The Hemolysis assay was done as described by Vinjamuri S.et al. [14], 5 mL of blood was collected from healthy volunteers in the tubes containing 5.4 mg of EDTA to prevent coagulation and centrifuged at 1000 rpm for 10 min at 40°C. Plasma was removed carefully and the white buffy layer was completely removed by aspiration with a pipette with utmost care. The erythrocytes were then washed for additional three times with 1X PBS, pH 7.4 for 5 min. Washed erythrocytes were stored at 4°C and used within 6 h for the hemolysis assay. 50 µL of 10 dilutions (100 µL Erythrocytes suspension: 900 µL 1XPBS) of erythrocytes suspension was mixed with 100 µL of test samples (extract of Portulaca oleracea and synthesized NPs) (20-80 µg/mL), 100 µL of 1XPBS was used as negative control and 100 µL of 1% SDS as positive controls. Reaction mixture was incubated at 37°C water bath for 60 min. The volume of reaction mixture was made upto 1 mL by adding 850 µL of 1XPB. Finally, it was centrifuged at 300 rpm for 3 min and the resulting hemoglobin in supernatant was measured at 540 nm by spectrophotometer to determine the concentration of hemoglobin. The percentage hemolysis was calculated as % Hemolysis inhibition= 100-[Sample / Control] x 100.

Antioxidant activity (Ferric reducing ability power “FRAP”)

The ferric reducing antioxidant power of the extracts was determined following previous report [15,16]. A standard curve was constructed from different concentrations of FeSO4 solution and absorbance values at 593 nm.
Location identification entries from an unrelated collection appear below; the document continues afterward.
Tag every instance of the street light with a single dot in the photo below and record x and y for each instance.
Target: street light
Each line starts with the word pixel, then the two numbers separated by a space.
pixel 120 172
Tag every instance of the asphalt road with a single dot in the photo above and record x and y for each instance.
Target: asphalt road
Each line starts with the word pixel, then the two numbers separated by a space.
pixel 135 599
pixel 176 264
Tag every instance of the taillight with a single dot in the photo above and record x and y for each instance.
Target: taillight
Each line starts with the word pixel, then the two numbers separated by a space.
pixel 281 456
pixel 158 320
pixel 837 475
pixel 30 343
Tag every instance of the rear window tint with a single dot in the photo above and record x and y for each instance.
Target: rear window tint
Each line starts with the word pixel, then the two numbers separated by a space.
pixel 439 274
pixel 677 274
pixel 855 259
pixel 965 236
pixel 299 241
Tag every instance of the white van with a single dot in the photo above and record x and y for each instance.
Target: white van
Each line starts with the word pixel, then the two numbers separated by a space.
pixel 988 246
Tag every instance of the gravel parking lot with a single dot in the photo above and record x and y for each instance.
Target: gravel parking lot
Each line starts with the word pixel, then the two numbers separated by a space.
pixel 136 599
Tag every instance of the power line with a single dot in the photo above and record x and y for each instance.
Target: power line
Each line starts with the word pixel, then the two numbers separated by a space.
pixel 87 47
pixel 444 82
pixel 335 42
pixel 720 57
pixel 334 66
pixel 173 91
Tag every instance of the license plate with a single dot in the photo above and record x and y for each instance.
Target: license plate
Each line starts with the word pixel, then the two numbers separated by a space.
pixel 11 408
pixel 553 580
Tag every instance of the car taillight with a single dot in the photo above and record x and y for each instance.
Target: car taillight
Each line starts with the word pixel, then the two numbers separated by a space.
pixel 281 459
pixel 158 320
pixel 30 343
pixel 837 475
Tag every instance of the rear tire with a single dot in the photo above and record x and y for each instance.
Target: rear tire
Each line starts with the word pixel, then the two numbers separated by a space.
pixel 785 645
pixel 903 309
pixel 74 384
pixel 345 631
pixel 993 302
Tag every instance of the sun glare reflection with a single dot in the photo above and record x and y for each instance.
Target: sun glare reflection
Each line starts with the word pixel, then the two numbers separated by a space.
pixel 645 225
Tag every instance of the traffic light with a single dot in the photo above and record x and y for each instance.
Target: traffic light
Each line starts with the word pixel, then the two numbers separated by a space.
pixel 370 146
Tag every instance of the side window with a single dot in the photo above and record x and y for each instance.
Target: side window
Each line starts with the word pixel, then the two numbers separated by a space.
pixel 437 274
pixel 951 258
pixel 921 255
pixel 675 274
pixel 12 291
The FRAP value was reported as mmol Fe2+/g dry weight (mmol Fe2+/g DW)

FRAP Value = 100- [(control abs/Sample absorption) * 100] 

Sub-Acute toxicity studies

The test was performed using healthy albino rats of Wistar strain weighing between 154 and 181 g. The animals were divided into three groups for each one of them tow rats, which administered 0, 25 & 50 mg/kg of ZnNPs and 0, 2000 & 4000mg/Kg of leaves aqueous extract of P.oleracea L orally. Animals were observed after dosing at least once during the first 30 min, periodically during the first 24 h with special attention given during the first 4 h and daily thereafter for a total of 14 consecutive days [17].

RESULTS & DISCUSSION

Results presented in Figure 2 show a solution color change from white to off white. The hydrolysis phase is the initiated step of ZnNPs formation wherein the zinc sulfate dihydrate precursor react with reducing agent OH- in the purslan leaves aqueous extract environment [18]. The color change was due to excitation of surface plasmon vibrations in nanoparticles [19].

UV-Vis spectroscopy

To confirm the synthesis of ZnNPs we usually used spectroscopy uv-visible, as showing in Figure 3, the sample absorbe the radiation in the rang 200 to 250 nm. Whether the pic was appeared in 298 nm as what reported by Moharram et al. [20].

SEM analysis

SEM image (Figure 4) show the biosynthesized Zinc nanoparticles powder by P. oleracea L aqueous extract have a size relatively less than 37.5 nm, while the Zinc nanoparticle synthesized using Melia azedarach leaf with a size range 33-96 nm [21].

FTIR analysis

To confirm the successful preparation of ZnNPs, we used the FT-IR spectroscopy. As shown in Figure 5 the presence of peak in the rang 400-700 cm-1, as what reported by Sharma et al. [22].

 BIOLOGICAL ACTIVITIES

Antioxidant activity “Ferric reducing antioxidant power (FRAP)”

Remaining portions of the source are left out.